O fim da fé é o princípio do indivíduo, segundo Florinhas de Soror Nada — A Vida de Uma Não-Santa, o mais recente romance de Luísa Costa Gomes, livro que questiona a ideia de santidade por oposição à de individualidade. Nele, a escritora traça um retrato tão trágico quanto irónico do abandono de Deus e, inevitavelmente, do abandono do homem. No centro, há uma mulher que aspira à beatitude, e a relação com o seu corpo serve uma reflexão sobre os discursos políticos acerca do feminino e do culto da imagem — ou do sofrimento — enquanto metáfora de um vazio civilizacional que promove totalitarismos.

Eis o pretexto para uma conversa sobre luz e negrume, epifania e impossibilidade de salvação com uma escritora que, no fim dessa mesma conversa, disse: “A minha costela católica ensinou-me que não se deve falar de nós próprios.” E riu-se, ou o riso não estivesse sempre presente no que escreve. O riso escondido na provocação e o riso aberto que surge de uma ironia que expõe a falha, que mostra o ridículo da existência, que retira a seriedade a quem insiste em se olhar, e ver, de forma sisuda.

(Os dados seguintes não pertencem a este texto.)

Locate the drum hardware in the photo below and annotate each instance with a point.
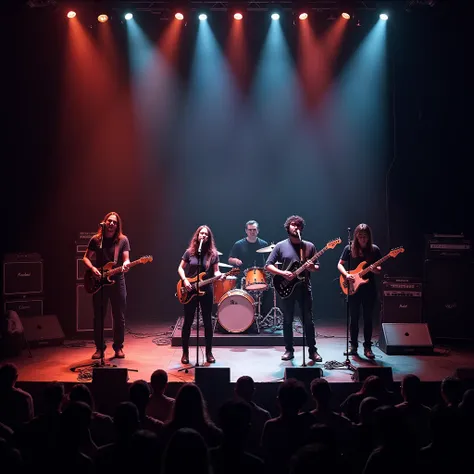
(266, 249)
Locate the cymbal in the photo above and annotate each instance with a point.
(266, 249)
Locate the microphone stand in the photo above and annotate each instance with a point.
(197, 313)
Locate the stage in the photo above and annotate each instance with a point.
(149, 347)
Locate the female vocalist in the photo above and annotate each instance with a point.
(188, 268)
(363, 249)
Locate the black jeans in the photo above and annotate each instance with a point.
(189, 312)
(364, 299)
(302, 295)
(117, 295)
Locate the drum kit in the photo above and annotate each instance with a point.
(238, 309)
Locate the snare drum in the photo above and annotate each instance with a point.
(255, 279)
(221, 287)
(235, 311)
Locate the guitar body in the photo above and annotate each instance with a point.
(285, 287)
(93, 284)
(358, 280)
(184, 296)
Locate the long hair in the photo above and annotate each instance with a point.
(208, 247)
(357, 250)
(118, 228)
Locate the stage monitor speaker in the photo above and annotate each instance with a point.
(447, 299)
(384, 373)
(303, 374)
(109, 388)
(405, 338)
(42, 330)
(85, 311)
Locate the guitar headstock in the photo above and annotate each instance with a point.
(332, 243)
(396, 251)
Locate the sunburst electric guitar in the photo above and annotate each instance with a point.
(362, 270)
(184, 296)
(93, 283)
(285, 287)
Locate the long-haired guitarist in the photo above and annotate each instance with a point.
(202, 239)
(107, 245)
(292, 252)
(365, 298)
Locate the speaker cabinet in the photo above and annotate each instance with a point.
(405, 338)
(303, 374)
(85, 312)
(384, 373)
(42, 330)
(447, 302)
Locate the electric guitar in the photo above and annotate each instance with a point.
(93, 283)
(285, 287)
(351, 287)
(184, 296)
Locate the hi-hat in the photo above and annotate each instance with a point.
(266, 249)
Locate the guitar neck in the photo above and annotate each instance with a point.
(375, 264)
(117, 270)
(312, 260)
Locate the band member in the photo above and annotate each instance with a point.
(363, 249)
(289, 251)
(109, 245)
(203, 241)
(243, 253)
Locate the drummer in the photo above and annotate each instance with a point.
(244, 252)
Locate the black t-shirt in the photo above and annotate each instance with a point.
(192, 262)
(106, 254)
(247, 252)
(287, 253)
(368, 256)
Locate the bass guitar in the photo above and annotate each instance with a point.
(285, 287)
(184, 296)
(362, 269)
(93, 283)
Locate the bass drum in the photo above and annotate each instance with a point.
(235, 311)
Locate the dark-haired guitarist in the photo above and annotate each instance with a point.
(287, 252)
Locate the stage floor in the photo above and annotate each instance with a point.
(148, 347)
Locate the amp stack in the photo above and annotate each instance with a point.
(24, 295)
(23, 283)
(84, 308)
(448, 284)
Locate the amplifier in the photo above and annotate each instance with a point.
(402, 300)
(22, 277)
(25, 306)
(448, 246)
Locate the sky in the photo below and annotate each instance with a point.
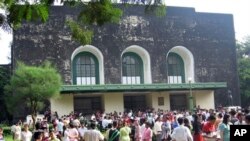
(239, 8)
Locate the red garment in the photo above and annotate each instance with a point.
(198, 137)
(208, 127)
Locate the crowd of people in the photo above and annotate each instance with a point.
(149, 125)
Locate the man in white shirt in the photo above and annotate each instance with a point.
(93, 134)
(181, 133)
(157, 129)
(26, 135)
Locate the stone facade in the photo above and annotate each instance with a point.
(209, 37)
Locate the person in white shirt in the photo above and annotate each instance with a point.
(17, 132)
(26, 135)
(82, 130)
(181, 133)
(157, 129)
(93, 134)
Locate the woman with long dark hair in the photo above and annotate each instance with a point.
(197, 128)
(224, 128)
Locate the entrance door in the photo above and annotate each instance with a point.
(87, 105)
(178, 101)
(135, 103)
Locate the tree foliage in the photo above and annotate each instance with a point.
(32, 85)
(243, 54)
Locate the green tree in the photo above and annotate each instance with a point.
(32, 85)
(243, 56)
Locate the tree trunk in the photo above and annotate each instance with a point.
(33, 112)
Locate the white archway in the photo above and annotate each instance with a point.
(145, 59)
(95, 51)
(188, 60)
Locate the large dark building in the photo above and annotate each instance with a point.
(144, 61)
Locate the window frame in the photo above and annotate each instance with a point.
(141, 68)
(74, 75)
(179, 65)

Luísa Costa Gomes falou de si própria no lugar onde vive há mais de trinta anos: uma vivenda com quintal num antigo bairro operário para trabalhadores da Lisnave, projectado por Eduardo Nery, na Costa de Caparica, sítio de onde não se vê o mar e onde dá a ilusão de campo, se ouvem galos a cantar e o ladrar de cães a ecoar no vale. É ali que escreve. Romance, conto, guiões, dramaturgia. Versátil, prolífica, é uma das vozes mais independentes, consistentes e de identidade marcada da literatura portuguesa actual. Aos 63 anos, publicou oito romances, cinco volumes de contos, quase uma dezena de peças de teatro e fez a dramaturgia de outras; com Philip Glass e Bob Wilson foi co-autora do libreto da ópera O Corvo Branco, que se estreou em 1998; editou a revista Ficções durante dez anos, escreveu crónicas n‘O Independente e no PÚBLICO. “Divirto-me tanto a escrever... nem sabe!”

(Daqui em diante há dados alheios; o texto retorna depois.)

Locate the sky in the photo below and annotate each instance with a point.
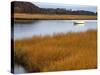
(67, 6)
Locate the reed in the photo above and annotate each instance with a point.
(59, 52)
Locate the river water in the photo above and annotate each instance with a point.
(48, 27)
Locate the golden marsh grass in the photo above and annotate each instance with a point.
(60, 52)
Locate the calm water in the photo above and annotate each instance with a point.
(49, 27)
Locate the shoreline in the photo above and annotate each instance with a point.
(23, 16)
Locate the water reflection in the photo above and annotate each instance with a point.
(49, 27)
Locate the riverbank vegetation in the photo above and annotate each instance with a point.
(60, 52)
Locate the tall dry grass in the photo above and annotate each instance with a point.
(59, 52)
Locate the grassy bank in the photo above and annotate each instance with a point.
(59, 52)
(23, 16)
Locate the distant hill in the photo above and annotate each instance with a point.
(28, 7)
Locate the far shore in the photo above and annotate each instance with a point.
(24, 16)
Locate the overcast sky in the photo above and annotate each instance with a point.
(67, 6)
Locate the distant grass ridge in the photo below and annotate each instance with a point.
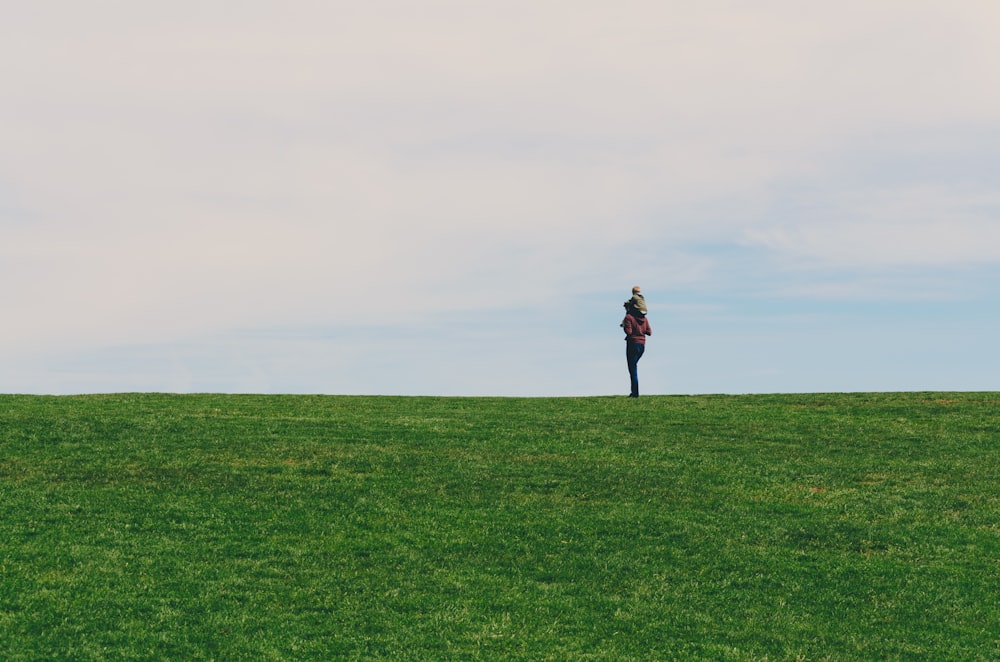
(826, 526)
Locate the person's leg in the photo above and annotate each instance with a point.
(633, 352)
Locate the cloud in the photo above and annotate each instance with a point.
(177, 172)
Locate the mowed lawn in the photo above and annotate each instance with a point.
(231, 527)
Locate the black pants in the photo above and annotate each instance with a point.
(633, 352)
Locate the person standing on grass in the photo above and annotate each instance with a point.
(636, 328)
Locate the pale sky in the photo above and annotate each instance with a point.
(454, 197)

A palavra ambivalência é muito usada para classificar a sua obra. Ela é bastante aplicável também a este romance. Revê-se nela?
Sim, mais do que ambivalência, o meu terreno de eleição é o paradoxo.

Antes de ligar o gravador dizia que este livro é uma espécie de anti-Cláudio e Constantino (2007) e anti-Vida de Ramon (1994), dois dos seus romances mais celebrados. Porquê?
Os livros vão jogando uns com os outros, não sei se por competição se por contradição. Este livro foi uma etapa diferente. Sempre tive um grande deslumbramento pela santidade e por visionários como o Ramon Llull [missionário e teólogo catalão, 1232-1316], ou como Francisco de Assis. Eu tinha uma afeição desmedida por estes párias.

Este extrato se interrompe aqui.